Hoje eu vou dar continuidade ao meu artigo anterior, onde eu expliquei por que a eficiência em combate de artes marciais tradicionais não se testa em campeonatos. Aproveito para dedicar este artigo à minha professora de sociologia do esporte, Heloísa Helena Baldi dos Reis.

O Conceito de “Civilizado”

Para entender a teoria do processo civilizador precisamos começar do mais básico: definir o conceito de civilizado. Esse conceito descende dos termos franceses “civilité” (GONÇALVES, 2018; COSTA & MENEZES, 2018). Civilité” vem do latim “civilitas”, que quer dizer cortesia e sociabilidade, conforme explica Gonçalves (2018).

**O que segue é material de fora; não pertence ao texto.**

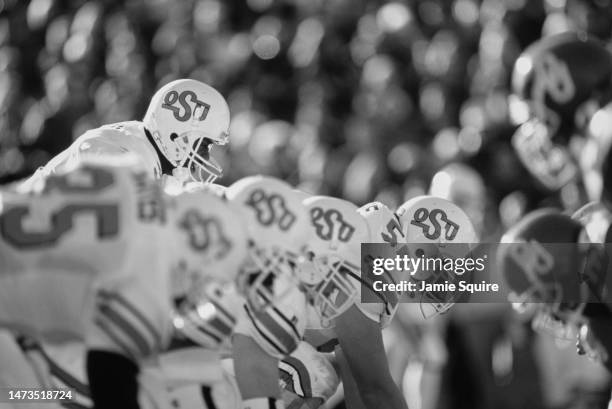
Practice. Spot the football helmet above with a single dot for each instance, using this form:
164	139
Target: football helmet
430	223
185	118
596	159
541	262
210	248
558	83
279	326
331	273
278	230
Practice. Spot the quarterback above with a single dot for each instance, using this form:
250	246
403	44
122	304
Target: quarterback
185	118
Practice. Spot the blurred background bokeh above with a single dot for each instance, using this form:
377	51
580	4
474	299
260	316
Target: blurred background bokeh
360	99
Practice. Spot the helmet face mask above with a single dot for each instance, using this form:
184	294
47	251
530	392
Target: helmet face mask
416	215
204	317
327	282
552	164
186	117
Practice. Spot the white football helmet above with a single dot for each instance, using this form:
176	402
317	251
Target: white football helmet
331	276
429	224
385	227
210	246
463	186
277	225
185	117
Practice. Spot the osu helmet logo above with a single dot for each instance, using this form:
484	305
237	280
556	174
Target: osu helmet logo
271	209
431	222
206	234
176	103
329	225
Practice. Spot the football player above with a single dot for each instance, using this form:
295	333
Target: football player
184	120
558	84
100	232
271	324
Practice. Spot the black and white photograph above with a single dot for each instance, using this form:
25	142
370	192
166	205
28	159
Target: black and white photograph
306	204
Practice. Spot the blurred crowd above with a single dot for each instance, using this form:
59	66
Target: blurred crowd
360	99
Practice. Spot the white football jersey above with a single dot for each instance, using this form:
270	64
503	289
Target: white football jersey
94	233
108	140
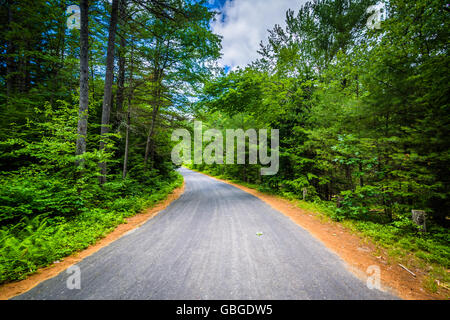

Além disso, “civilité” tem relação com o cristianismo romano e seu significado foi construído no contexto das Cruzadas.

Ao citar Elias, o autor explica que este termo era utilizado pela nobreza francesa, inglesa e alemã para definir seu próprio comportamento. Esse comportamento específico era o que fazia com que a aristocracia se sentisse diferente daqueles a quem eles julgavam mais primitivos. Ou seja, a aristocracia considerava que possuía um comportamento que as outras classes não possuíam: o comportamento “civilizado”. Dessa forma, ser “civilizado” significava distanciar-se do estado de “barbárie” ou até de “selvagem”.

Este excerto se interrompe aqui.